Wie wir in den vorherigen Kapiteln gelernt haben, ist Wahrheit im griechischen und damit in unserem westlichen Denken ein Zustand, ein "Sein". Es ist eine zeitlose und unveränderliche Ordnung. Sie ist beweis- und überprüfbar. Biblisch-hebräisches Denken ist hingegen ein ganzheitliches Verstehen, das von einer Mitte aus die Wirklichkeit im Gesamten erfasst und umfasst. Diese Mitte ist die Gegenwart des einzelnen Menschen in der Zeit. Sie ist aber vor allem der Höhepunkt der Heilsgeschichte auf Golgatha.
Wahrheit ist keine Zustandsaussage, die von der Zeit und der Geschichte losgelöst ist. Für den antiken Hebräer stellt sich Wahrheit als ein Bundes- und Heilsgeschehen dar, das sich in der Zukunft bewahrheitet. Wahrheit erweist sich in der vertrauensvollen Hingabe und den Glauben an die zukünftige Erfüllung der Verheißung JaHuWaHs.
In unserer modernen Welt haben wir eine konkrete Vorstellung von „Zeit“. Nach entsprechend griechischem Verständnis definieren wir sie chronologisch auf einer Zeitachse. Das Vergangene ist für immer vorbei und vor uns liegt die Zukunft. Der gegenwärtige Raum spielt dabei eine übergeordnete Rolle. Wir wollen gut leben, wir wollen immer mehr und wir möchten immer länger leben. An eine Zukunft nach unserem Tod scheinen viele nicht zu glauben. So begehren wir sogar die Organe von (fast) Verstorbenen, um ein paar Jahre länger zu leben – als gäbe es keine Vergangenheit und keine Zukunft jenseits unseres gegenwärtigen Lebens.
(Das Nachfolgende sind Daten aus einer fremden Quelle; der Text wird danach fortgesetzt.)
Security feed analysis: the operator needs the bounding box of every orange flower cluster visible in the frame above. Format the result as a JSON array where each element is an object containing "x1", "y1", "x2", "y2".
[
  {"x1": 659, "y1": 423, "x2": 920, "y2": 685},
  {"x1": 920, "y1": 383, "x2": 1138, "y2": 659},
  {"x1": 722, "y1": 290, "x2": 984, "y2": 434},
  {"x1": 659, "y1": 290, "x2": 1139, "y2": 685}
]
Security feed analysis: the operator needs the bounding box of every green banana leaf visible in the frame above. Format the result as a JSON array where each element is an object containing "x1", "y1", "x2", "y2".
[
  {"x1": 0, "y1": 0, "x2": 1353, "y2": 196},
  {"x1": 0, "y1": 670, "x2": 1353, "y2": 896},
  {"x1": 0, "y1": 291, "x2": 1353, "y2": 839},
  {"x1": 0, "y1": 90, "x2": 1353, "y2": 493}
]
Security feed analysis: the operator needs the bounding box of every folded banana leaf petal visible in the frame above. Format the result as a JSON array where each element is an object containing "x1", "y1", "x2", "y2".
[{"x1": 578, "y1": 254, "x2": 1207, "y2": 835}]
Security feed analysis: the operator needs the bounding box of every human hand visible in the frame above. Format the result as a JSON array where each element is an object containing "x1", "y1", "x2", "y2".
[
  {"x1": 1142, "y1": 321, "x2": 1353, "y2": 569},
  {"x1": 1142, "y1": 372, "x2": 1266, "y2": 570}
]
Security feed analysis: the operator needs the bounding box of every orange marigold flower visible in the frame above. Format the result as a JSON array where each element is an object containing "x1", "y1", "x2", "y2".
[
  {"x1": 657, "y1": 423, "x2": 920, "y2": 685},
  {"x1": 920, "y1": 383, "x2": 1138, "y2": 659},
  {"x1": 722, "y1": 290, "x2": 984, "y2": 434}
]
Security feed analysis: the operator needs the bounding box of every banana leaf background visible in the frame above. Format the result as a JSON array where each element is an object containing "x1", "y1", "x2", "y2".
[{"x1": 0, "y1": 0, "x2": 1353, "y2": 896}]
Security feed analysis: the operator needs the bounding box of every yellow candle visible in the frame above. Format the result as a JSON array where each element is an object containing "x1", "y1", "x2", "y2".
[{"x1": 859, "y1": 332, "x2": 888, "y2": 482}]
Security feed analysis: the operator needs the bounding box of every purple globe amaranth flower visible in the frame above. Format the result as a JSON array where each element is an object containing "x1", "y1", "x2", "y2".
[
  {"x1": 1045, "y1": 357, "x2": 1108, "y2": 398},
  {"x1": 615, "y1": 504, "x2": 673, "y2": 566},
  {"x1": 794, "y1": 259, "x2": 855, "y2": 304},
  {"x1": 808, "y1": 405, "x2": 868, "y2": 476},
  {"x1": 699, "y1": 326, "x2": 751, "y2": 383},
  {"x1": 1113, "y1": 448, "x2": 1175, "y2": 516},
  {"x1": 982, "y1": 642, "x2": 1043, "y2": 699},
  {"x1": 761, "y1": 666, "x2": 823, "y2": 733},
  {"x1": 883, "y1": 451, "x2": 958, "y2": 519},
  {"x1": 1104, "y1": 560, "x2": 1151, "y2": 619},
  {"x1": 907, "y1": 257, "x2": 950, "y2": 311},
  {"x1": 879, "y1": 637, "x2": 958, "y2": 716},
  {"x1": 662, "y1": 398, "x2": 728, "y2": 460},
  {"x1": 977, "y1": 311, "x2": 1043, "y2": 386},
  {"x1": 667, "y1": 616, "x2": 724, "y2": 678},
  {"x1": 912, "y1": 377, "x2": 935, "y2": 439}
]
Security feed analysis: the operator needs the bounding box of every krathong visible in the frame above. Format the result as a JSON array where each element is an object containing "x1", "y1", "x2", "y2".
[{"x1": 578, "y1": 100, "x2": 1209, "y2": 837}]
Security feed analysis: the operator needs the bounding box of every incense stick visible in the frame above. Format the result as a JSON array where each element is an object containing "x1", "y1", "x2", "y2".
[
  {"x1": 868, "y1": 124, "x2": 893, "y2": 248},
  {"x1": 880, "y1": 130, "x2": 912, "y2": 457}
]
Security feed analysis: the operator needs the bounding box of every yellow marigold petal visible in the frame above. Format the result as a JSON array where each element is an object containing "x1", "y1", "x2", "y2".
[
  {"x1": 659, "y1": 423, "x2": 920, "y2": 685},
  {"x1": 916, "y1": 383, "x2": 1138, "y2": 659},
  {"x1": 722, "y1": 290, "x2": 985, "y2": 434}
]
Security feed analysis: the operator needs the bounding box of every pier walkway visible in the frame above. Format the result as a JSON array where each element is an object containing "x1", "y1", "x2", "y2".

Wenn wir die Vergangenheit als abgeschlossen und für uns als bedeutungslos ansehen, wird die Erlösung und die Versöhnung mit unserem Schöpfer nicht unbedingt verständlich. Im Hebräischen gibt es keinen Begriff für „Zeit“ wie wir sie definieren. Es gibt das Wort עת (et), das aber lediglich im Sinne von „Zeitpunkt“ oder „Zeitabschnitt“ zu verstehen ist (vgl. 1. Mose 29,7; 2. Samuel 11,1; Psalm 1,3; 104,27). Zeit ist im hebräischen Denken nicht ohne ein Ereignis denkbar. Und so gibt es auch keine Zeit ohne ein Geschehen.
Der antike Hebräer sieht die Zeit nicht auf Punkte einer imaginären Zeitlinie, sondern er geht vorwärts im Zeitrhythmus seines eigenen Lebens. Die Zeit wird immer vom eigenen Standpunkt des Sprechers aus erklärt. Denn für den Hebräer ist das Leben eine Reise. Alttestamentliche Patriarchen wie Abraham, Isaak und Jakob sahen sich nur als Fremde ohne Bürgerrecht auf dieser Erdenreise (vgl. Hebräer 11,13).
Nach hebräischem Zeitverständnis verbindet die Mitte der Zeit (die Gegenwart) die Vergangenheit mit der Zukunft. Demnach liegt die Vergangenheit vor uns und die Zukunft hinter uns. Die Vergangenheit liegt vor uns, weil unsere Vorfahren Dinge erreicht haben, die für sie abgeschlossen, aber für uns von Bedeutung sind. Auch was wir heute schaffen oder zerstören, wird Auswirkungen auf unsere Kinder haben.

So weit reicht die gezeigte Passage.